Após escolher a categoria Moblity, defina o projeto como Aplicativo MIDP, clicando em próximo teremos:


Defina o nome do projeto e os diretórios, não esqueça de desmarcar a caixa Criar MIDlet Olá, na tela seguinte teremos:


No artigo anterior foi definido que nas matérias seguintes usaríamos o SDK Series 40 da nokia, sendo assim defina a plataforma do emulador (aparelho virtual para testar nossas aplicações), o dispositivo, as configurações (CLDC-1.1) e o perfil (MIDP-2.0). Em seguida precisamos apenas avançar e finalizar a criação do projeto.

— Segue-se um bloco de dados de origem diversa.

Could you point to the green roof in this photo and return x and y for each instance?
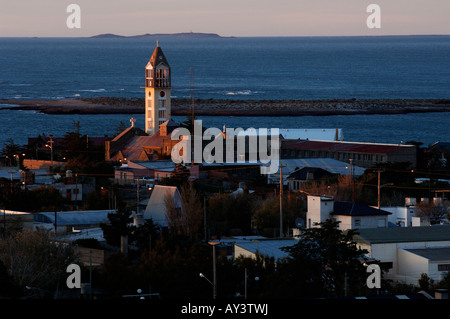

Nosso projeto está pronto e aguardando o desenvolvimento de nossa primeira aplicação então vamos iniciar criando um novo arquivo (Arquivo->Novo Arquivo), teremos a seguinte tela:


Definimos agora a categoria escolhendo MIDP e o tipo de arquivo um MIDlet Visual, em seguida teremos:


Definimos os nomes e o ícone do nosso novo arquivo e finalizamos, estamos agora a um passo da nova aplicação.


Jogo rápido antes do Olá Mundo

Código-fonte
È aqui que nossa inspiração reside, todo o código inclusive o gerado automaticamente esta aqui.



Tela
Representação gráfica de nossa aplicação, arraste os componentes da Paleta e altere suas propriedades de maneira rápida e intuitiva.



Fluxo
Nesta parte podemos definir o fluxo de nossa aplicação, ou seja, qual formulário irá chamar qual, tudo visualmente também.



Analisador
Aqui poderemos verificar recursos não utilizados e a conformidade com MIDP-1.0, muito bom para os esquecidos.



Primeiro programa

Em primeiro lugar vamos até a área de Fluxo, depois acessar a Paleta e arrastar dois formulários para a tela, feito isso vamos colocar dois itemCommand em cada formulário, mais uma vez arrastar e soltar. Agora devemos clicar no itemCommand Iniciando do formulário que já estava na tela, Dispositivo móvel, e arrastar até nosso form. Do nosso form deveremos arrastar o itemCommand1 de volta para o formulário Dispositivo móvel e o itemCommand para o form1. Por fim, arraste o itemCommand3 do form1 de volta para o form. O que fizemos foi definir o fluxo de nossa aplicação, que iniciará no form, caso o itemCommand seja pressionado o form1 é iniciado, no form1 se pressionarmos itemCommand3 voltamos para o form e finalmente quando pressionamos itemCommand1 no form encerramos a aplicação. O fluxo deve estar como na figura seguinte:



Altere os nomes dos itemCommand de acordo com o desejado, é só selecionar, ir em propriedades e alterar o rótulo.
Vamos agora acessar Tela para visualizarmos nossos formulários, coloquemos um ItemString no form1, em propriedades alteramos o Rótulo para Primeiro Programa e o Texto para Olá Mundo!. Nossa tela deverá ficar assim:


Agora um pouco de códido, em Código-fonte devemos procurar por Generate Method: commandAction for Displayables indo até:

if (command == itemCommand2){

e digitar olaMundo();.


Código do nosso olaMundo:
public void olaMundo(){
StringItem item;
item = new StringItem("Primeira Aplicação II", "Olá mundo, novamente!!");
form1.append(item);
}

Após copiar esse trecho de códido é só "compilar", clicando na setinha verde, ou pressionando F6, nosso emulador irá se abrir, agora é só testar a aplicação. Quer rodar no seu celular? Simples, se não houve alteração na instalação do NetBeans siga esse caminho:

C:\Documents and Settings\usuario\Meus documentos\NetBeansProjects\Exemplo_1\dist

aqui se encontra um arquivo com a extensão .jar, é só colocar em alguma pasta do celular e executar.

Nos próximos artigos darei alguns exemplos de escrita e leitura em arquivos, locais e na web.